The primary tool used to compel submission to the state and suppress the individual and the social was the so-called “class war” against foreign and domestic “enemies.” In this war, Stalin was the foremost theoretician and a ruthless tactician. With the successful advance of socialism, he asserted, the class war would only intensify. This idea was a cornerstone of his dictatorship. As a means of interpreting reality, the class war theory was also a powerful propaganda tool. Inadequate political and economic outcomes, the hardships endured by the populace, and military failures could all be explained by the underhanded scheming of “enemies.” As a method of state repression, class war gave the Terror the breadth and brutality of an actual war. The Soviet dictator has earned the distinction of being the organizer and director of one of the most powerful and merciless terror machines known to history.

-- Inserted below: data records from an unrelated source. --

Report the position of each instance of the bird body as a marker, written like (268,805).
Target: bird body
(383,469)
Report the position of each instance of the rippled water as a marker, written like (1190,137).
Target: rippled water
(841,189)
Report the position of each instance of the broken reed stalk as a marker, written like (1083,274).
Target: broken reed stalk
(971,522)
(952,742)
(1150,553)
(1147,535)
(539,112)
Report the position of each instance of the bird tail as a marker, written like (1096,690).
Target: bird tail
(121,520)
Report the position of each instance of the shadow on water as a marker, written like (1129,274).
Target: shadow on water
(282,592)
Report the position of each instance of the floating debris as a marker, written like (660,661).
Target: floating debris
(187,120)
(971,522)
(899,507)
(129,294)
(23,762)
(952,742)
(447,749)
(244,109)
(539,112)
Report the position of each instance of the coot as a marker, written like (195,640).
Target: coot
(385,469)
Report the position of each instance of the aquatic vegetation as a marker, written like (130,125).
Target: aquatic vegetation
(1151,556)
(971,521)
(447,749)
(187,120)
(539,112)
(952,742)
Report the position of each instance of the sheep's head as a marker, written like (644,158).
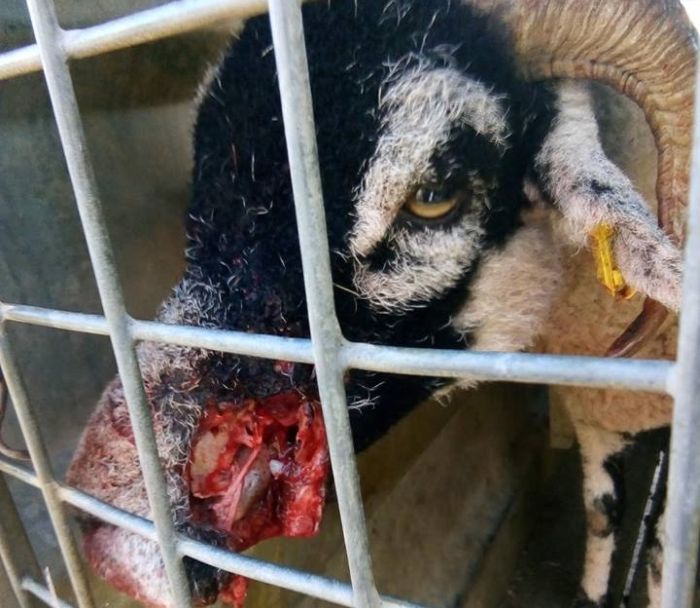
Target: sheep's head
(437,157)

Stalin had no trouble reconciling Marxist and Bolshevik-Leninist dogma with great-power imperialism. In November 1937, he told his associates the following: “The Russian tsars did many bad things. They plundered and enslaved the people. They waged wars and grabbed territory in the interests of the landowners. But they did do one good thing—they created a huge state that stretches all the way to Kamchatka. We have inherited that state. And for the first time we, the Bolsheviks, have brought together and consolidated this state as a single, indivisible state … for the benefit of the workers.”26 These candid words are all the more telling as they were spoken at a dinner celebrating the twentieth anniversary of the October Revolution, the country’s main revolutionary holiday. In the international arena, Stalin’s expansion of the empire makes him a worthy heir to the Russian tsars. Only the ideological façade was different. At the Berlin train station on the eve of the Potsdam Conference in 1945, U.S. Ambassador to the Soviet Union Averell Harriman asked Stalin how it felt to arrive in the capital of a defeated enemy as a victor. Stalin replied, “Tsar Alexander made it all the way to Paris.”27 Yet Stalin arguably outdid the tsars. The Soviet empire expanded its sphere of influence to encompass huge swaths of Europe and Asia and transformed itself into one of the world’s two superpowers.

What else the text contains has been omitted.